Тут Стаса опять передергивает.
— Мы должны его забрать! Он же там один, со всем один! Мама, мы должны! Пап!
Увидеть Дамира нам удалось только через две недели. Мне до сих пор сложно в полной мере представить, что ему пришлось пережить за этот период.
Центр, куда его забрали, мы нашли в первый же день, но меня с Сашей туда никак не хотели пускать. Сначала ссылались на то, что сегодня ребенку не до нас, что он только что потерял родителей и в данный момент находится под наблюдением специалистов. Приходите через неделю. За этот срок Саша успевает договориться о похоронах и даже все организовать. Но Дамира не отпускают. Несут какой-то бред про то, что он и без того слишком травмирован. Я даже почти вцепилась в голову заведующей карантинного отделения, в котором находился мальчик. Но Саша меня оттаскивает, а потом очень рассудительно и упорно доказывает, что делу это не поможет.
Похороны проходят ужасно. Если они вообще могут проходить иначе. Пришло очень мало человек, Бероевы не так долго жили в Москве, и все эти года вели достаточно уединенный образ жизни. Нет, не так, не уединенный, просто им больше никто не нужен был. Саша отыскал коллег Рустама, каких-то приятелей. Я позвала пару родительниц из нашего класса. Всего человек двадцать. Родственников мы не нашли, вернее особо не упорствовали в своих поисках, я все еще помнила историю Аланы о том, что родители мужа вычеркнули их из своей жизни.
Но самое главное здесь не было Дамира.
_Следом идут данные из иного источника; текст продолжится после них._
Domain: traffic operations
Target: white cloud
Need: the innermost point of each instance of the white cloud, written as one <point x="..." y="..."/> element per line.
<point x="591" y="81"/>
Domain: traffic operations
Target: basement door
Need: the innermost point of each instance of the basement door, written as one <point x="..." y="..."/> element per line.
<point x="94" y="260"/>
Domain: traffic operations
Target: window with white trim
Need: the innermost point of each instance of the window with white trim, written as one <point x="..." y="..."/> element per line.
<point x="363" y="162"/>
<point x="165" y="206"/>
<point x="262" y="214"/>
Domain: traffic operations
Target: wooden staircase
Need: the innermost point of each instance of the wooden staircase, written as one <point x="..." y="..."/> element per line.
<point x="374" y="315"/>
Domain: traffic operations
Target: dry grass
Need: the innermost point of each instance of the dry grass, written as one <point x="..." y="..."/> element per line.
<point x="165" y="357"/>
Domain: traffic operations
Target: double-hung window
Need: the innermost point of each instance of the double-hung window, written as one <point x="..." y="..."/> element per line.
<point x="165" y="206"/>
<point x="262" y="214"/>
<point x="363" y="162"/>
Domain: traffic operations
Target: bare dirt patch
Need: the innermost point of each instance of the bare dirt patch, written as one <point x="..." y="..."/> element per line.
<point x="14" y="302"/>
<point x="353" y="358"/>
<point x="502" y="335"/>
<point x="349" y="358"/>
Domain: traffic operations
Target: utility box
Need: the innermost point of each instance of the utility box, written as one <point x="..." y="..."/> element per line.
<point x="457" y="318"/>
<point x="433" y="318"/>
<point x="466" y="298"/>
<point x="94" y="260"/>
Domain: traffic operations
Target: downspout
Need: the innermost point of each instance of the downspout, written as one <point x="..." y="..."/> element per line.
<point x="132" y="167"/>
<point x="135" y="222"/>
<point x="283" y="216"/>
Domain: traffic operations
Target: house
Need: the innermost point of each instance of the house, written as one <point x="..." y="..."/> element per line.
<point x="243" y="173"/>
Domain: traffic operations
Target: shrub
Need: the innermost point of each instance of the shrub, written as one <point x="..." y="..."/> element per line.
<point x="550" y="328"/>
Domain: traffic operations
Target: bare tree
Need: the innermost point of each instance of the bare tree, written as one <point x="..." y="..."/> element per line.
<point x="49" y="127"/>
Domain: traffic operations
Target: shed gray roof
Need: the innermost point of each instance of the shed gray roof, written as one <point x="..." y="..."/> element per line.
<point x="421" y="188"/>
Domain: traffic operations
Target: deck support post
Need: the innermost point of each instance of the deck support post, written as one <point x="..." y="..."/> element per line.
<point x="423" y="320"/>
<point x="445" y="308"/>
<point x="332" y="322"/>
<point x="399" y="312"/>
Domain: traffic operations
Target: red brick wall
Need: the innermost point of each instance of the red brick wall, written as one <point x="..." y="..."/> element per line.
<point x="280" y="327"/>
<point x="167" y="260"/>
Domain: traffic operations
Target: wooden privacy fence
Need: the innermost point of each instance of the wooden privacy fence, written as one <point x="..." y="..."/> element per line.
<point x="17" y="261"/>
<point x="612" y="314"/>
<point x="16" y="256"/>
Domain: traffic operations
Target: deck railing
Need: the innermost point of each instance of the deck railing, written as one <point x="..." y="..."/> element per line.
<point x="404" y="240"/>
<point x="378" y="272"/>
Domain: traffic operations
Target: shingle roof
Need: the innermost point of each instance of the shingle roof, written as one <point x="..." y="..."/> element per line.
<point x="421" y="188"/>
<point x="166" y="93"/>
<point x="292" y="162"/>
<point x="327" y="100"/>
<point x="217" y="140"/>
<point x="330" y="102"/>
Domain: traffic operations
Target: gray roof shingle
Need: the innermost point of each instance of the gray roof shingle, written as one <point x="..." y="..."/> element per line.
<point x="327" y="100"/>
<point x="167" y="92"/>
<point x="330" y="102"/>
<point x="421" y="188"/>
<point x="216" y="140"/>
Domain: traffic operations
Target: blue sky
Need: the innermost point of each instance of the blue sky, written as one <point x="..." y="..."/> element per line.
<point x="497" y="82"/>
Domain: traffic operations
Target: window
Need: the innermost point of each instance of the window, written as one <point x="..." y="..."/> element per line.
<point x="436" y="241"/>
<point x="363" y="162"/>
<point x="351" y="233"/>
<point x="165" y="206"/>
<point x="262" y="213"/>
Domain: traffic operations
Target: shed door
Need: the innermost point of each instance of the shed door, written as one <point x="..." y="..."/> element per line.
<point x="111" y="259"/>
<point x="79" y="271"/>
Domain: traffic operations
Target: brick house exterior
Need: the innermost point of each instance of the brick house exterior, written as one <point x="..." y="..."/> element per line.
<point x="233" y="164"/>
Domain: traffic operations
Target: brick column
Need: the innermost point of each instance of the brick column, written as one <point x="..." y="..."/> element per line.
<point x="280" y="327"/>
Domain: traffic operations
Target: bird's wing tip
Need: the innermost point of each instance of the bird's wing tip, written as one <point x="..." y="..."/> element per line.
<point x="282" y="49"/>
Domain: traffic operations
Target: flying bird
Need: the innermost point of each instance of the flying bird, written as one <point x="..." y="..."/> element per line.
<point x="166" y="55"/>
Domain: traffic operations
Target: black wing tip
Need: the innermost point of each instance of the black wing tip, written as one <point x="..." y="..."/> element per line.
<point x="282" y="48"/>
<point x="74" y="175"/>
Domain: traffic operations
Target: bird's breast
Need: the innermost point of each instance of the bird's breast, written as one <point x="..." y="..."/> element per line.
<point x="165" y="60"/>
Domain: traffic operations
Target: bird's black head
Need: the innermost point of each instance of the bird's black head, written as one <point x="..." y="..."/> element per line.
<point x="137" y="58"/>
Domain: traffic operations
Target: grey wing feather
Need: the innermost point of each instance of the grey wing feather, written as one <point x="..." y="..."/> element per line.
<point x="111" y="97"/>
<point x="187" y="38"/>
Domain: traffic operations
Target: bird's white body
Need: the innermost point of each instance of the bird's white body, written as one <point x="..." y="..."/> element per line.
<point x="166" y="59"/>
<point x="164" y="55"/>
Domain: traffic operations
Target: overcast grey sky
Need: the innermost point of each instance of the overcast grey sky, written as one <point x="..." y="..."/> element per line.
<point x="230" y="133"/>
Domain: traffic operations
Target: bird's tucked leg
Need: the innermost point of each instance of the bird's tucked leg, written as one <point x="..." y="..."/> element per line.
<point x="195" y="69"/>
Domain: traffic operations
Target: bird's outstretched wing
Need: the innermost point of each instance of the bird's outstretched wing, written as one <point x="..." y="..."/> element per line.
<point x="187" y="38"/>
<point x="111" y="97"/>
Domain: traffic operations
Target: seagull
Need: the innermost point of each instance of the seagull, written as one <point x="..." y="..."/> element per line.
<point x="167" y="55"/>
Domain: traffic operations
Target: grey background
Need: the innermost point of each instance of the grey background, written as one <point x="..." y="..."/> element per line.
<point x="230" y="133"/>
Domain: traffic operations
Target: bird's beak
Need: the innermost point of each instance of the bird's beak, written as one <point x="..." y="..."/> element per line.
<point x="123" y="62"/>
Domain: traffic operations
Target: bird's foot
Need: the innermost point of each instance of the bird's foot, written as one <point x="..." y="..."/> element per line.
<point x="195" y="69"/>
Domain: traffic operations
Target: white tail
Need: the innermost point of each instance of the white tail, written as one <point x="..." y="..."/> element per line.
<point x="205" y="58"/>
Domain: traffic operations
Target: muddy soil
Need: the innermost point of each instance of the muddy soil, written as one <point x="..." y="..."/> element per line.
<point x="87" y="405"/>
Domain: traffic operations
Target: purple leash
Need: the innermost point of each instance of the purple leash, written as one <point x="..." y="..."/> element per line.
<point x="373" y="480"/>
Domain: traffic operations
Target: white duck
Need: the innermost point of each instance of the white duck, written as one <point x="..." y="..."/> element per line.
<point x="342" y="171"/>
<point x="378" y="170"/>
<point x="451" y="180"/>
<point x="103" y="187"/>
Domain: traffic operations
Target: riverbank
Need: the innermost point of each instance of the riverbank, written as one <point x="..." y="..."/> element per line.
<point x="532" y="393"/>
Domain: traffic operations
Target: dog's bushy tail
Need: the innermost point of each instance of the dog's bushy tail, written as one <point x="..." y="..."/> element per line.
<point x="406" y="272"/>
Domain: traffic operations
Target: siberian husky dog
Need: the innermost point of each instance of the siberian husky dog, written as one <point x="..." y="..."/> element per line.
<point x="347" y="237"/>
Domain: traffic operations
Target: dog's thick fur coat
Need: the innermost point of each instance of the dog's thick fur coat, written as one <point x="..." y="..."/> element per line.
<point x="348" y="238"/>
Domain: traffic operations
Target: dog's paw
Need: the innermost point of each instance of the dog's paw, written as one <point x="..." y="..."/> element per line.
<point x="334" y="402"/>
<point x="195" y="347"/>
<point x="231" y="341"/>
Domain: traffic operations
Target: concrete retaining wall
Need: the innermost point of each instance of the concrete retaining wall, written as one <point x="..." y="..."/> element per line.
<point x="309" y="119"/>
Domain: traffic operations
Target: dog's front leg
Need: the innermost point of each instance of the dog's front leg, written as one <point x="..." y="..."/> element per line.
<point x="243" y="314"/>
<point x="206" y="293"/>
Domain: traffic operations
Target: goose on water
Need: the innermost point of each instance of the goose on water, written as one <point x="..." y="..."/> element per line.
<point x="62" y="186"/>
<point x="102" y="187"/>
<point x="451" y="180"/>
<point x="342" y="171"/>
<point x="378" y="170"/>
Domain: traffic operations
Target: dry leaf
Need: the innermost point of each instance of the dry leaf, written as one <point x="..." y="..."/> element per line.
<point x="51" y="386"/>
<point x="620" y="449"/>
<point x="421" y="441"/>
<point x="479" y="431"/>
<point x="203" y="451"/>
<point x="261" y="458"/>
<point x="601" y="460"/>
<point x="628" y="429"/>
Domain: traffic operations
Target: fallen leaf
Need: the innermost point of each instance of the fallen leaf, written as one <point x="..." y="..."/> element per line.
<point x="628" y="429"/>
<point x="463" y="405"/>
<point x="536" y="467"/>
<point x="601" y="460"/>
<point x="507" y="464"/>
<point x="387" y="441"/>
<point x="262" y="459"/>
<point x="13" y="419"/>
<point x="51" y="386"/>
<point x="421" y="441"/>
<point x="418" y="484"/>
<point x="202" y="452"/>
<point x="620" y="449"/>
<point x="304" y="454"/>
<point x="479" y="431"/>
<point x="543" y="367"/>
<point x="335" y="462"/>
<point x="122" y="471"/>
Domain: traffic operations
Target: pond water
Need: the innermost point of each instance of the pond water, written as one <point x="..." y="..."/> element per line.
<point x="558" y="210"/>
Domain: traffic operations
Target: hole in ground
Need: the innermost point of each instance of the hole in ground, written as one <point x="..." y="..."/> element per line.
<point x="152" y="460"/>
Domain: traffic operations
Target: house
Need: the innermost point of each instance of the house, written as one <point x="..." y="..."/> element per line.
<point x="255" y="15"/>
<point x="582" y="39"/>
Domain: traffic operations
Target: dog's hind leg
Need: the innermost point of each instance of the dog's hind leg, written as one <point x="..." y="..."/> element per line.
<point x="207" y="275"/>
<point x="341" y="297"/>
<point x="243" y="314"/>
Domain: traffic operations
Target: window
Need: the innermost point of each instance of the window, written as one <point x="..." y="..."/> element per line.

И это было неправильно. Я до последнего отстаивала право парня проститься с родителями, но в центре меня не услышали. Зато поехал Стас. Он нас даже не спрашивал, сказал еду и все. Мы не стали оспаривать.
А вот после похорон началась наша битва с системой. Кто ж знал, что ювенальная машина окажется такой бюрократичной и неповоротливой?
Первой нашей победой оказалась возможность просто видеться с Дамиром. Долго доказывали, что мы не верблюды. Против нас было то, что мы не родственники, в доброту соседей никто верить не хотел. Пришлось давить на то, что я — мать его одноклассника, даже выпросила у администрации школы ходатайство от имени родительского комитета, чтобы нам разрешили с ним встретиться. Саша потянул за какие-то свои ниточки, может быть даже дал кому-то денег, и нам все-таки пошли на встречу.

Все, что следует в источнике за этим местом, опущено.